Class Policy: Late Work
Late work will be accepted but with a 1% deduction per hour for the first 5 hours up to 5% deduction per day for unexcused late homework submission. All homework will be due at 11:59 pm on the designated due date unless otherwise specified. Homework assignments (Problem Sets) will typically be distributed via blackboard with a week to complete each assignment.
Class Policy: Make-up Work/Make-up Exams
Any student who experiences significant family or personal illness or emergency after the final withdrawal date and is unable to complete course work should ask the instructor for an incomplete for the course. Each case will be managed on an individual basis. The Incomplete Policy must be followed as outlined in the GWSPH Student Handbook.
Class Policy: Generative Artificial Intelligence (GAI)

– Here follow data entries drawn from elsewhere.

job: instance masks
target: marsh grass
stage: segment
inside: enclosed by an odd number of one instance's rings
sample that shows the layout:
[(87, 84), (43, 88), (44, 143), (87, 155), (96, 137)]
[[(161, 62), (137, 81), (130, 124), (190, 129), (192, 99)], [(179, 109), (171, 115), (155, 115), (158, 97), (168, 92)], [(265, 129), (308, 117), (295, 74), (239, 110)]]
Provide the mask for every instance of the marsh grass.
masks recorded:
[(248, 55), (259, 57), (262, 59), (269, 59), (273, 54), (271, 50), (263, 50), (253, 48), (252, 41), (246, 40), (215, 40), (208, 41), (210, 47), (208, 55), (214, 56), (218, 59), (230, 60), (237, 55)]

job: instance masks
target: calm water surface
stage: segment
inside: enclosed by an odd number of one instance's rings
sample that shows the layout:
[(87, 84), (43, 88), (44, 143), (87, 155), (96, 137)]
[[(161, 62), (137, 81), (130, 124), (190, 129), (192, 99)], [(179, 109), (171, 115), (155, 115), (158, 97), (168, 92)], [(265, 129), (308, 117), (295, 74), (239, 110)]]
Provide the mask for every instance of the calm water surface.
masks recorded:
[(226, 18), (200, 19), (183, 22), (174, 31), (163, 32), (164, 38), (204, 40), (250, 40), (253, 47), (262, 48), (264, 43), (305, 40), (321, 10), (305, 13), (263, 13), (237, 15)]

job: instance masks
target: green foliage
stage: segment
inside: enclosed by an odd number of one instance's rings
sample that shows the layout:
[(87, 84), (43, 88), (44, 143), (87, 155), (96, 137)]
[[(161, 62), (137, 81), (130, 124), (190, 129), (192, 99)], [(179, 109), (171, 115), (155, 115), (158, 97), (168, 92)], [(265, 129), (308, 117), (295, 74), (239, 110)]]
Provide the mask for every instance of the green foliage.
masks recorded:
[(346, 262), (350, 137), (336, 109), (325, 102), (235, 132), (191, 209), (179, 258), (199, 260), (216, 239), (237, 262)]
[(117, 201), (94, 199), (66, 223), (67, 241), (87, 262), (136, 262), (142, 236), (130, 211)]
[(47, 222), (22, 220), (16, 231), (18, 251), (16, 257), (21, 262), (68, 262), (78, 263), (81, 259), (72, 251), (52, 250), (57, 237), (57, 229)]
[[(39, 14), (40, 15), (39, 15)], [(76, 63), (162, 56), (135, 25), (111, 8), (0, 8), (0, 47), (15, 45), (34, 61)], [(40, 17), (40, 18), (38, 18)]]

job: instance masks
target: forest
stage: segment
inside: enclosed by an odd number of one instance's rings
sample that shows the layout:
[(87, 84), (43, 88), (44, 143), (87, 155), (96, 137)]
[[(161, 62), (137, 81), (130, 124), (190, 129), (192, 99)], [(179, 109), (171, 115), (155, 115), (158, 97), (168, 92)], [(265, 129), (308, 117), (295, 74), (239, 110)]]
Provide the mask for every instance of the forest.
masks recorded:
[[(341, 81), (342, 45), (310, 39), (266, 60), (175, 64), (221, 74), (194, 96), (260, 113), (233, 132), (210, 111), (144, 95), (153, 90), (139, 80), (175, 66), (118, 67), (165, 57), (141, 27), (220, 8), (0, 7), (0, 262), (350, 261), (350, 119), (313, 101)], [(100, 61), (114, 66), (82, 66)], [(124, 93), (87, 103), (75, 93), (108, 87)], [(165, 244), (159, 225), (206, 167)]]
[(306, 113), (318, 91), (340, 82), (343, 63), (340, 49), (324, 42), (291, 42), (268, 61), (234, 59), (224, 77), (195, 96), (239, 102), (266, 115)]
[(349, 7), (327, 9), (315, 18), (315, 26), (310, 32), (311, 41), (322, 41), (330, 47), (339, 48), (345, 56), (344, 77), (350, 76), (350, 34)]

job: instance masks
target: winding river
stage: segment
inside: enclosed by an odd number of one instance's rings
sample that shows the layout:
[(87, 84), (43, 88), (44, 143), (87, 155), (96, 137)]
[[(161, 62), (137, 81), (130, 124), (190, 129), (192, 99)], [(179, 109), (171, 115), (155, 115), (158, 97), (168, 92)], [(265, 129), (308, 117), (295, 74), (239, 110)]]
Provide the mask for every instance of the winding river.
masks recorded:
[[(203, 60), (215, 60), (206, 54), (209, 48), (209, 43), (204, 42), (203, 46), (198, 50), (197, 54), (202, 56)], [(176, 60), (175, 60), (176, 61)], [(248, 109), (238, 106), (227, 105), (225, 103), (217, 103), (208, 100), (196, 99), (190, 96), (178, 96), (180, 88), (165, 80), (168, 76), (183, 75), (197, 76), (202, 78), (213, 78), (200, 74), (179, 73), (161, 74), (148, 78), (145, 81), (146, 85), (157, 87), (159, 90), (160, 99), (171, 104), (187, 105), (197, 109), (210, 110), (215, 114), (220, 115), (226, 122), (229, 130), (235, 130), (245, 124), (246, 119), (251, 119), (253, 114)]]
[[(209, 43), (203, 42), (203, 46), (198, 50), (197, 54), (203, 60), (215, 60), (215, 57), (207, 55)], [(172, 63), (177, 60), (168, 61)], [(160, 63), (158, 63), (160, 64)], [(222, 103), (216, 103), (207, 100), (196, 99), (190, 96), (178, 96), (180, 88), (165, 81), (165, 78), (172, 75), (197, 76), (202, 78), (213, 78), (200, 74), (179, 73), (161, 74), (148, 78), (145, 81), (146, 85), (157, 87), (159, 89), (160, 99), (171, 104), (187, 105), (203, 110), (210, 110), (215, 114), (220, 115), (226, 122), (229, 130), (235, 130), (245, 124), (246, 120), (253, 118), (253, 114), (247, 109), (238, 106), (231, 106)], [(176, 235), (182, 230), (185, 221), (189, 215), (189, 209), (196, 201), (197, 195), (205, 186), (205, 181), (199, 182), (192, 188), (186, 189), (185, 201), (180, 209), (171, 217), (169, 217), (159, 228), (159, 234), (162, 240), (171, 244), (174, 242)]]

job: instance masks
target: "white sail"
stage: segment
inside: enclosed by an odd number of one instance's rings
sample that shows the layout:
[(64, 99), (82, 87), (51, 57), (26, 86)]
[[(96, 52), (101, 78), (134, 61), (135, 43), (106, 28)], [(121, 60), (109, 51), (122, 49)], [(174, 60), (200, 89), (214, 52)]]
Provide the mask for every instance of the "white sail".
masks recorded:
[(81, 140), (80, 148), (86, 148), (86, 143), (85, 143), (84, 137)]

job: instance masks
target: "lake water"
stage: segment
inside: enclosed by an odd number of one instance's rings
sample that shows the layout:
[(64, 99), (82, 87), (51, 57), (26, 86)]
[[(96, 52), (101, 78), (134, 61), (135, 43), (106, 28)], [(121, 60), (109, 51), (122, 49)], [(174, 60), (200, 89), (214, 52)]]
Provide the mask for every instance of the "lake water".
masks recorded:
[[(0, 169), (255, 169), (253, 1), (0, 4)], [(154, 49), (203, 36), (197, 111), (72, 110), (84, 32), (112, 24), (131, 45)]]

Students are permitted to use GAI tools to generate outlines of scripts and papers to help get started, but we expect heavy editing (and commenting in code) subsequently done by the student to verify functionality and understanding of code and implications of research results. Students are permitted to use GAI for coding assignments to get started but must further comment, edit, and validate their code. Any use of GAI must be acknowledged in each assignment with details on the distinction between the GAI material and the student contribution for any given assignment along with details of the prompts supplied to the GAI tool, acknowledgement of the GAI tool including tool name and version. Note also the GW University Policy on GAI.